And the only treatment — well, they can try treatments using drugs or physiotherapy, but in many cases, only surgical treatment is an option. And the current gold standard is what they call a PAO, periacetabular osteotomy, so that's a large, invasive surgery where they release the acetabulum from the rest of the pelvis, then reorient it in a more optimal position over the femoral head and then fix it with long screws and then let that heal. And that has quite a good outcome if done correctly. There's a very steep learning curve because of the complexity and the risks involved in the surgery, but when done right, it usually has quite a good outcome. But we believe that there are many patients that have what they call borderline dysplasia, so not a very excessive dysplasia with a large under coverage, but a smaller defect in the acetabulum, where other treatments might be more suited, or at least less invasive treatments could be an alternative to the PAO.

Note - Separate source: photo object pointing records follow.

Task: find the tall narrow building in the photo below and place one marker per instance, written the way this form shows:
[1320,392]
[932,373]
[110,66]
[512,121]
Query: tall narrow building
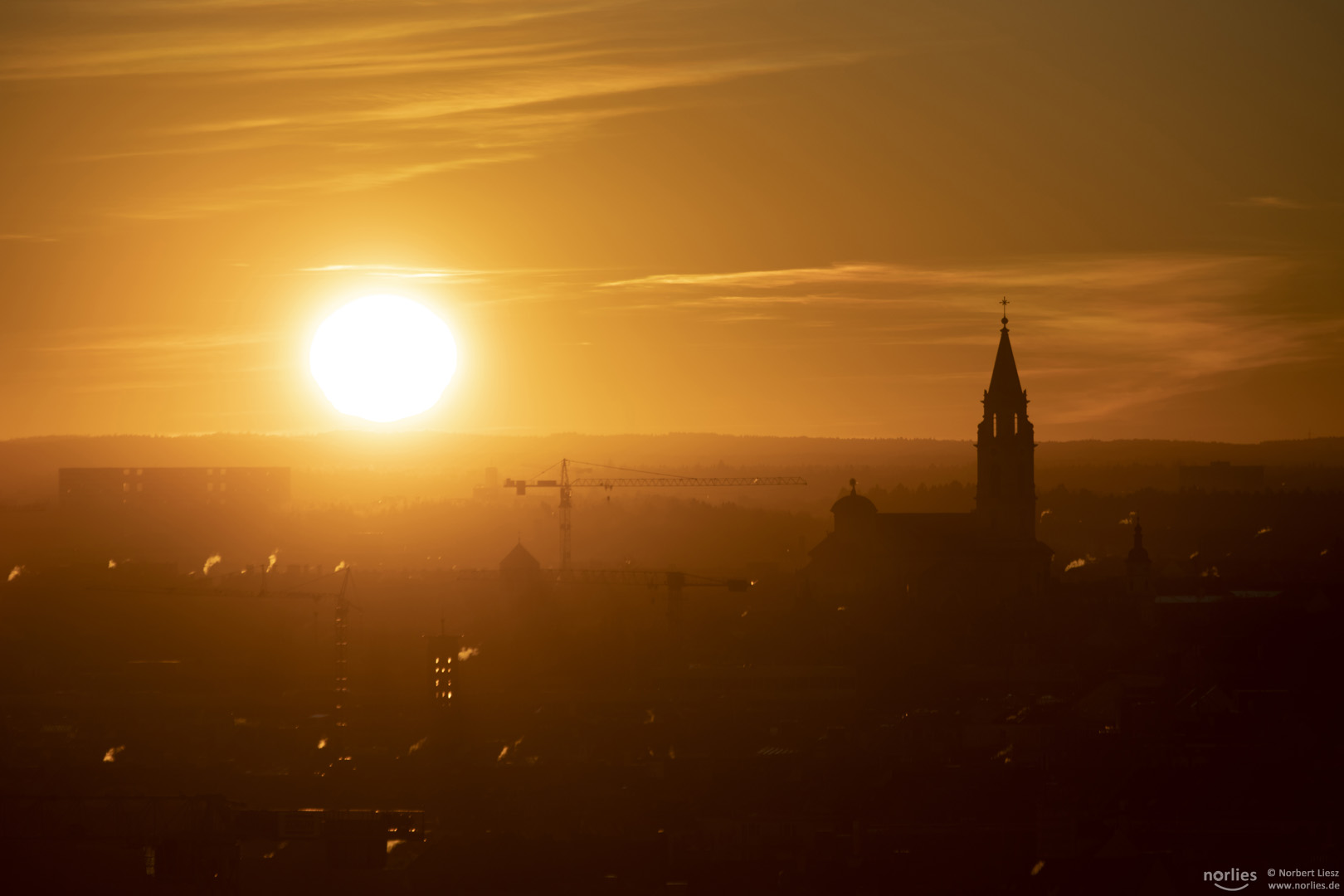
[990,555]
[1006,483]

So the idea was then to see if we could come up with a personalized implant, sort of a ledge, sort of an abutment, if you will, a buttress that you place against the iliac wing, and that then extends that femoral head coverage, and thereby alleviating some of the symptoms. So that was the idea. And that's actually based on a surgical treatment that was done many years ago. It still exists today but has been abandoned for adults, and that's the shelf acetabuloplasty. What they do is they take a bone graft and place it above the acetabulum, outside the joint capsule. They make a slot in the iliac wing, place the graft there, and that then acts as a natural extension of the acetabulum. But that has mixed outcomes. If you place the graft too high, then it resorbs, and it doesn't do anything. If you place it too low, you get impingement. So you might solve one problem, but you create another problem. So the idea was, why not try to use a patient-specific implant based on CT images, on digital images, design an implant that extends that coverage that then is manufactured using metal 3D printing, which is obviously the most suitable production technique, and then implant that device above the acetabulum, or, sorry, next to the acetabulum outside of the joint capsule to help in stabilizing the joint. And then they tried that on dogs. They did a large dog study with over 60 dogs with very good results, and that led them then to the decision to see if that could be extended to human patients. So they reached out to my colleague and co-founder, Peter Mercelis, who was also the founder, or one of the co-founders, of LayerWise, one of the 3D printing companies that was also originated from the research of Professor Kruth. So they reached out to him. He then looked at the application, made a business plan, and so on, and that all looked very solid. Then we raised some starting capital, we got a VLAIO grant, and here we are today.
Sebastian De Boodt 11:41
What a story. And how is that for you? Because you moved from Materialise, and then later, LayerWise, into 3D Systems. Now you're back in more of a startup, right? You're really doing some very innovative stuff within a small company. How is that for you?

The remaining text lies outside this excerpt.